Microsoft Orleans – Advanced functionality – part 2

Note: this is post is part of a serie about Microsoft Orleans and the Actor model

Reactive caching

Using “reactive caching” and “reactive replication” patterns removes the need for external cache replication and most importantly, removes caching invalidation problems – they’re no longer a thing you have to spend hours in meetups discussing.

Reactive Caching is a general way to bring frequently updated data items or snapshots – not events – closer to the consumers that need them, and not to those that don’t, to maximize lookup speed.

It is also useful when the incoming events from the server to the client are so many that individual clients will lag in relative terms (slow/fast consumer problem) yet individual consumers don’t care about the events at all – they only care about what those events build up to, as in, to paint some data grid or chart.

The client just wants to always get the latest snapshot of some data view as fast as their own network allows.

Clients with different speed (slow/fast consumer problem)
All the clients are getting all the events
Clients getting the snapshot when they can

So what’s the benefit of using Reactive Caching compared to something like SignalR?

The benefits will depend on the use case. There may be some or none. SignalR works fine for common event-based workloads. Reactive Caching is a general way to bring frequently updated data items or snapshots – not events – closer to the consumers that need them, and not to those that don’t, to maximize lookup speed. It is also useful when the incoming events from the server to the client are so many that individual clients will lag in relative terms (slow/fast consumer problem) yet individual consumers don’t care about the events at all – they only care about what those events build up to, as in, to paint some data grid or chart. Relative lag is a common problem in some industry. It is by no means a silver bullet and requires some specific conditions to work (such as an actor-like system) but when you have them in place, it works fine.
Also, as reactive caching is just a pattern, you can even do it over SignalR if the use case (and the lag) justifies it. What about using long-poll HTTP requests?

Browsers will impose a connection limit per domain. For Chrome this is 6 connections per domain. Each active long-poll counts towards this limit. If the application is issuing a lot of long-polls at the same time, then you will start seeing things not updating when they should. That’s not something you want your users to notice. Why do it then? Once you’re serious, implement high-level SignalR or low-level WebSockets, or some other multiplexing-capable communication technology. Persistent connections are one of the basic building blocks of real-time applications.

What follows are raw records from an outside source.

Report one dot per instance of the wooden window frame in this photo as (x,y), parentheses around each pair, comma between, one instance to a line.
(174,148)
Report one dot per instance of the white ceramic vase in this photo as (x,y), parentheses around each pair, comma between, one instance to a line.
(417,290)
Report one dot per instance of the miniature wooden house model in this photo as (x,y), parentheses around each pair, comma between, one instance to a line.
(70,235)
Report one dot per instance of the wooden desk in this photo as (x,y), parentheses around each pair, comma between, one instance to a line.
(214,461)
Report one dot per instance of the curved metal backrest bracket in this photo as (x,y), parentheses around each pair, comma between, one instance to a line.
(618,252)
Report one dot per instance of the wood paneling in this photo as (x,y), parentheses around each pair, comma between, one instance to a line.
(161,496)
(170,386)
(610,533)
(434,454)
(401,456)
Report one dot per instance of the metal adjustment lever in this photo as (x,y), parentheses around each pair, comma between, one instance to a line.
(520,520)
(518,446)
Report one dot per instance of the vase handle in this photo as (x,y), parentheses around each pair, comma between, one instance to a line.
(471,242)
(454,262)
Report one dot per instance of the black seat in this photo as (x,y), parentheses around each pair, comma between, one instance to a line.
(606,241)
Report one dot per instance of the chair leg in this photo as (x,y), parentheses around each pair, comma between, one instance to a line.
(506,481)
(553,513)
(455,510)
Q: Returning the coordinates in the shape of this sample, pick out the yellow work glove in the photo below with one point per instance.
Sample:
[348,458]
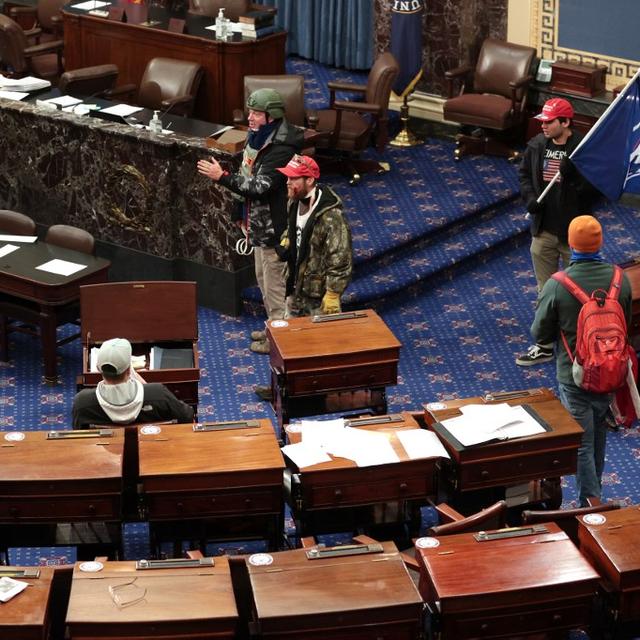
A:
[330,302]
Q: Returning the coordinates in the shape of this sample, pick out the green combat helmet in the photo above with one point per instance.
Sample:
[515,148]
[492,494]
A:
[267,100]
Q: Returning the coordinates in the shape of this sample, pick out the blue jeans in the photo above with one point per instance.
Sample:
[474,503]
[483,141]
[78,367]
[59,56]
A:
[589,410]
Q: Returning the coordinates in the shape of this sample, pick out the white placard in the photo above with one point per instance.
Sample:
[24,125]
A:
[61,267]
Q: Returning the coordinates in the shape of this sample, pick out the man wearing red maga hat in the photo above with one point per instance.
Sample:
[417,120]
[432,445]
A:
[571,196]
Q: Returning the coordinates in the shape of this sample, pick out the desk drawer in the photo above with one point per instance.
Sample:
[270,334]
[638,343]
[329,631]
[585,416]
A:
[171,506]
[374,375]
[517,469]
[505,624]
[65,509]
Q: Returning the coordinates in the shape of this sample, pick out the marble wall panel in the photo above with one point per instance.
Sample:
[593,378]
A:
[124,186]
[453,32]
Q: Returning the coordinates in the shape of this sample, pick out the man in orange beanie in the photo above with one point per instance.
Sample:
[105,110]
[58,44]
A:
[557,313]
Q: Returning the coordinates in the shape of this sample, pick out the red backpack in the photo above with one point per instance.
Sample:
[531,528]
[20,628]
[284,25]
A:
[601,358]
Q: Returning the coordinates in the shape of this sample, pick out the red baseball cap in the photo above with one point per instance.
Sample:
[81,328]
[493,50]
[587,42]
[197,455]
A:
[555,108]
[301,167]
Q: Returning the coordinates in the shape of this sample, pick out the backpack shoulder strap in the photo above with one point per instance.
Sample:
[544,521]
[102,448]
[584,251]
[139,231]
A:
[575,290]
[616,282]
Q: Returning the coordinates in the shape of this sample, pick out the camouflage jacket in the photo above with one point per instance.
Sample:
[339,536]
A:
[265,190]
[324,259]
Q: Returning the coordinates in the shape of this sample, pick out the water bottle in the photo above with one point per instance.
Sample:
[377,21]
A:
[155,124]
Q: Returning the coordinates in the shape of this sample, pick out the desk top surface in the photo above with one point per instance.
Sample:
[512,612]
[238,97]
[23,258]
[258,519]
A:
[618,537]
[166,595]
[330,585]
[21,264]
[37,459]
[389,430]
[30,606]
[303,338]
[178,450]
[510,565]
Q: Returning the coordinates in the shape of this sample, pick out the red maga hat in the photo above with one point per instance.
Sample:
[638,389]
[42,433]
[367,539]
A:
[555,108]
[301,167]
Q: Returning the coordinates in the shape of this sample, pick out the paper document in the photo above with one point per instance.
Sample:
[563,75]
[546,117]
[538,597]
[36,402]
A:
[64,101]
[123,110]
[90,4]
[4,237]
[482,423]
[304,455]
[420,443]
[61,267]
[7,249]
[12,95]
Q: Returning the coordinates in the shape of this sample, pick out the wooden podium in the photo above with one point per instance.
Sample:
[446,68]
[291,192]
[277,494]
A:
[231,476]
[611,542]
[510,462]
[368,597]
[325,364]
[319,490]
[506,587]
[148,314]
[173,604]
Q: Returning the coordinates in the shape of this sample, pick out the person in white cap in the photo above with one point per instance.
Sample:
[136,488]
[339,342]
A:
[123,396]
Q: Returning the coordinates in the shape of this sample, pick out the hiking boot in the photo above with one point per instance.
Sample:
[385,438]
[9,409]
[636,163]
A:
[264,392]
[535,355]
[260,346]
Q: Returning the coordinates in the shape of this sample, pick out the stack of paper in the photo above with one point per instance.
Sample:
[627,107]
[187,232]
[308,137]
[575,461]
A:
[484,422]
[23,84]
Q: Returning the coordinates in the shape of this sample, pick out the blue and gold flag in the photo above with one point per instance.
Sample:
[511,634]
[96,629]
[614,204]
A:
[406,43]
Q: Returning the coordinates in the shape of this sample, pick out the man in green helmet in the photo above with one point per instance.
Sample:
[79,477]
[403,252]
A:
[271,143]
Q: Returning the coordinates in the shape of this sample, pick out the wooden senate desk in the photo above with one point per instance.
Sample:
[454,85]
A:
[326,364]
[364,597]
[318,491]
[230,475]
[511,462]
[611,543]
[45,299]
[160,319]
[26,616]
[91,40]
[505,587]
[178,603]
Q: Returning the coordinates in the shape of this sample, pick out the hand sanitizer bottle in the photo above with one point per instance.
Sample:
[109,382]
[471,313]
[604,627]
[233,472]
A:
[155,124]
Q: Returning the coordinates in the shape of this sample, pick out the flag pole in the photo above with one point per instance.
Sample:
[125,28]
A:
[592,130]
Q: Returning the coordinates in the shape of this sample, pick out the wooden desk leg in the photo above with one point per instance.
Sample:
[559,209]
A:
[48,326]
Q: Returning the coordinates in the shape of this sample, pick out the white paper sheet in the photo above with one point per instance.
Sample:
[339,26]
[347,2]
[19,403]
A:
[61,267]
[7,249]
[420,443]
[305,455]
[5,237]
[123,110]
[482,423]
[90,4]
[13,95]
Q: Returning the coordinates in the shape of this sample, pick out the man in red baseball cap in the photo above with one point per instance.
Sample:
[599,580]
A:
[570,196]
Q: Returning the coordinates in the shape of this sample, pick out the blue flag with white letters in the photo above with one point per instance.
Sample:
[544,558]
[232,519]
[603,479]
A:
[609,157]
[406,42]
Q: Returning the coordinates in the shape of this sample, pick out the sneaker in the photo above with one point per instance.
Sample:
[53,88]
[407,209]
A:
[260,346]
[535,355]
[264,392]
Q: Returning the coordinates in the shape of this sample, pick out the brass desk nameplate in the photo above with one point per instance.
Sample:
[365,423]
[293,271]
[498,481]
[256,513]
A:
[222,426]
[174,563]
[510,532]
[363,422]
[333,317]
[83,433]
[8,572]
[343,550]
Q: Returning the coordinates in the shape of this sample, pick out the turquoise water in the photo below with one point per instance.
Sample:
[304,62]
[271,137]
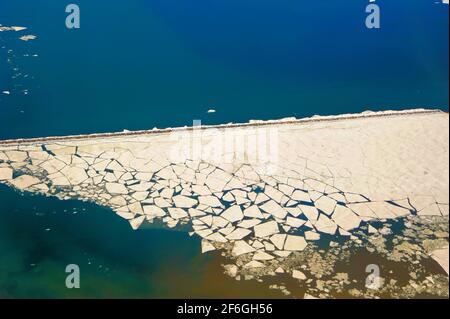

More in-depth explanation can be found at this (great) resources:

Co-hosting cluster & http client

This can be achieved using the Hosted client, enabled by default from Orleans 2.3. The documentation is coming, take a look at the github issue here. In the meantime take a look to this stackoverflow thread. That means a silo and a http api may be the same process, so no serialization would be done in that case.

So if you use the hosted client (introduced in 2.1.0, enabled by default in 2.3.0) then the hops would be
http client ⇒ load balancer ⇒ http api ⇒ target silo
(target silo & http api may be same process, so no serialization would be done in that case either)
You can also take a look to another more specific article: Microsoft Orleans – Direct client functionality (with working example)

Calling an external API

Calling an external API from an Orleans grain is fine. If the call can be cached then a stateless worker or a purpose-built response cache can be used as well. Make sure that it’s not blocking and that it’s using HttpClient correctly: make sure to have a single instance of the HttpClient (not an Orleans-related thing). We can view external tasks/threads, external services, etc. as external resources with side effects outside of the actor. Actors can call them and they can call actors, but that doesn’t make these external resources part of the actor.

Orleans Dashboard

The Orleans Dashboard is an indipendent project (in the OrleansContrib repo) that allow to monitor your Orleans silo. It’s very easy to install and to configure, it supports authentication, REST Apis, and it can be fully customizable (frontend written in React).